In Australia, however, although Labor premiers and party leaders were attracted to this idea in the 1920s and 1930s, it was first promoted by Dr Richard Arthur, a NSW Nationalist (the predecessors to today’s Liberal Party) and a United Australia Party NSW Health Minister from 1922 until 1932.
In 1916 he had “moved in the NSW Legislature to impose a separate income tax on all net incomes of over £2 a week to be used for paying an endowment to mothers on all children after the first until they reached the age of 14 years.”
Eleven years later, NSW passed legislation providing five shillings a week payment for each child where a family’s income for the preceding year hadn’t exceeded the basic wage.
Thereafter, Labor premiers and leaders pressured the non-Labor Bruce-Page government to institute a national child endowment scheme. But Canberra resisted on grounds of cost and constitutional considerations.
More specifically it was worried that child endowment payment could not be separated from the general wages structure over which it had no constitutional jurisdiction.
Surprisingly, in 1941, the Menzies-Fadden-led United Australia Party and Country Party Coalition Government went ahead and introduced payroll tax as a Commonwealth funding source to institute child endowment.
Canberra struck a rate of 2.5 per cent and the level was unchanged until 1971 when the tax was handed to state governments, which had a nearly matching cut in direct Canberra grants.
The Fraser government retained child endowment, renaming it the Family Allowance.

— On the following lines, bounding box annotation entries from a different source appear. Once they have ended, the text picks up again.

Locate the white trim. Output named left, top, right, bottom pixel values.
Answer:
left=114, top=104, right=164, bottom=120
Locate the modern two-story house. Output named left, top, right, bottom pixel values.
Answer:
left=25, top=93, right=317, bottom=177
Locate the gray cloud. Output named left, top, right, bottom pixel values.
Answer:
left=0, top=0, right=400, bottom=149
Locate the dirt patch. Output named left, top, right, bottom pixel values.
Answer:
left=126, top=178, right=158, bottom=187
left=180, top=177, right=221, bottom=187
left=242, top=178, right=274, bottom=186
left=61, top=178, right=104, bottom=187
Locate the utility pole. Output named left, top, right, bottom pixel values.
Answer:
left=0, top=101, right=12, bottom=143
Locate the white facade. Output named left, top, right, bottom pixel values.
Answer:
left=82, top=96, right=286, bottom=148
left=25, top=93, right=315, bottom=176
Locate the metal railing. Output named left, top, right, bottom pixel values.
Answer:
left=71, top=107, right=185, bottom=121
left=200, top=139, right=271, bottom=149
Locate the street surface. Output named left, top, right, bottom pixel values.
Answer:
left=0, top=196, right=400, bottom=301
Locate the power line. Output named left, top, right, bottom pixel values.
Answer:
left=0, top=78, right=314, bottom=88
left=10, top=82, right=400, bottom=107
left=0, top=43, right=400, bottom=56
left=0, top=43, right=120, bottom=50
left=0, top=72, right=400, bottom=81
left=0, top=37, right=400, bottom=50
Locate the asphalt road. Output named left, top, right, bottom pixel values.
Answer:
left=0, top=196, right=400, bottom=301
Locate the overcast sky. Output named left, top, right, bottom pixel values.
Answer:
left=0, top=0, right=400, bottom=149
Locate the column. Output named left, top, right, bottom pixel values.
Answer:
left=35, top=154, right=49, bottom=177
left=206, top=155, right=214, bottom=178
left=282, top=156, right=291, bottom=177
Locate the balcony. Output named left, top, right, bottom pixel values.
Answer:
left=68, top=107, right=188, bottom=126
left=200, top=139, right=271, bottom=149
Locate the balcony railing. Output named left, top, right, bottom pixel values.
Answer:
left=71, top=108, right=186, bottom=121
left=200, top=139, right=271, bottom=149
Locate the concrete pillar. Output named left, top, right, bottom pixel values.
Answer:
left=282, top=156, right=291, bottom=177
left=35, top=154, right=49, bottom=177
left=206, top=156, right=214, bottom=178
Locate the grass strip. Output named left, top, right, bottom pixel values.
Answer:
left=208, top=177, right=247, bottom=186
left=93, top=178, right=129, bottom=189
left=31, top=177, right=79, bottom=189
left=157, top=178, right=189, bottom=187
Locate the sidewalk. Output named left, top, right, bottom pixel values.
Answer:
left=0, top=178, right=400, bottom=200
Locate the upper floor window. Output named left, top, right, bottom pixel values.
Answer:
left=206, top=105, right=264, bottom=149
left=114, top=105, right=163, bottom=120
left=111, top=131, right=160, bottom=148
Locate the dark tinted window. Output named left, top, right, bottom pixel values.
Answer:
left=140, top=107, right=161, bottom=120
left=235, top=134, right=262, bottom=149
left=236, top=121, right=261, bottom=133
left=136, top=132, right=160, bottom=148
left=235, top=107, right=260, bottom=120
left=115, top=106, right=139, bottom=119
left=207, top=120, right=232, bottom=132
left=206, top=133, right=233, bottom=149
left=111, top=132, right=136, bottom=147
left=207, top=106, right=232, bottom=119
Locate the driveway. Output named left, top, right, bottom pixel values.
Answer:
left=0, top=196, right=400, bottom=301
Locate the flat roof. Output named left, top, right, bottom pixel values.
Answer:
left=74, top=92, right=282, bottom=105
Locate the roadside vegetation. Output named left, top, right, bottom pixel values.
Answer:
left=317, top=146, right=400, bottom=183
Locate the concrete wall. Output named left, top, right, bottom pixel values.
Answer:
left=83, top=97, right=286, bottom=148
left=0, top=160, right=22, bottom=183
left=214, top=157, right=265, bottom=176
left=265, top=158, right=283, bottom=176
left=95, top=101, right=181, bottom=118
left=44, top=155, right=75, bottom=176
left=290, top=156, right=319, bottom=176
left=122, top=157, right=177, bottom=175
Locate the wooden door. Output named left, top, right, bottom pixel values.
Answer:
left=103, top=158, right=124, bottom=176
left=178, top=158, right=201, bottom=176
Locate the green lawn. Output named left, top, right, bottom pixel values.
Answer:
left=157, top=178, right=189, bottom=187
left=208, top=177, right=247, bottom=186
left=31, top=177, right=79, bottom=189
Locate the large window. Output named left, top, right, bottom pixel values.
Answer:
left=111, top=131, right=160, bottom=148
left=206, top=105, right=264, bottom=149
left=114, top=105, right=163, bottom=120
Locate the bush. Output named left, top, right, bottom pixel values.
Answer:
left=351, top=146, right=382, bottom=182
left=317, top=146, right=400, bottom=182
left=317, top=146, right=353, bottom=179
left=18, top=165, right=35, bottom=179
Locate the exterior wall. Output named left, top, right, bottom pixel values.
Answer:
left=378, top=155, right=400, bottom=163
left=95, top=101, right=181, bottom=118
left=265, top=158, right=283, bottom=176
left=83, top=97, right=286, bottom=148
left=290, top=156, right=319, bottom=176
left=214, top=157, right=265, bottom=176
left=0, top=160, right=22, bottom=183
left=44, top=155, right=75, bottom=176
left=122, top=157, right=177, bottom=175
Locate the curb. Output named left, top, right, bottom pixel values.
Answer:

In more recent times this allowance was means tested and today is made only to lower income parents.
The decision to hand payroll tax to state treasuries was driven by longstanding state demands for a growth tax.
Initially, all states increased the threshold to 3.5 per cent. Over time they introduced varying tax-free thresholds and deductions, and by the mid-1990s were typically charging between 5 and 7 per cent.
The Gallop Government raised it from 5.5 to 6 per cent in its first budget of 2001-02, but on January 1 this year cut it back to 5.5 per cent.
Payroll tax today is thus a state-based charge on business for employing people and has been unrelated to child endowment payments – its initial purpose – for well over a third of a century.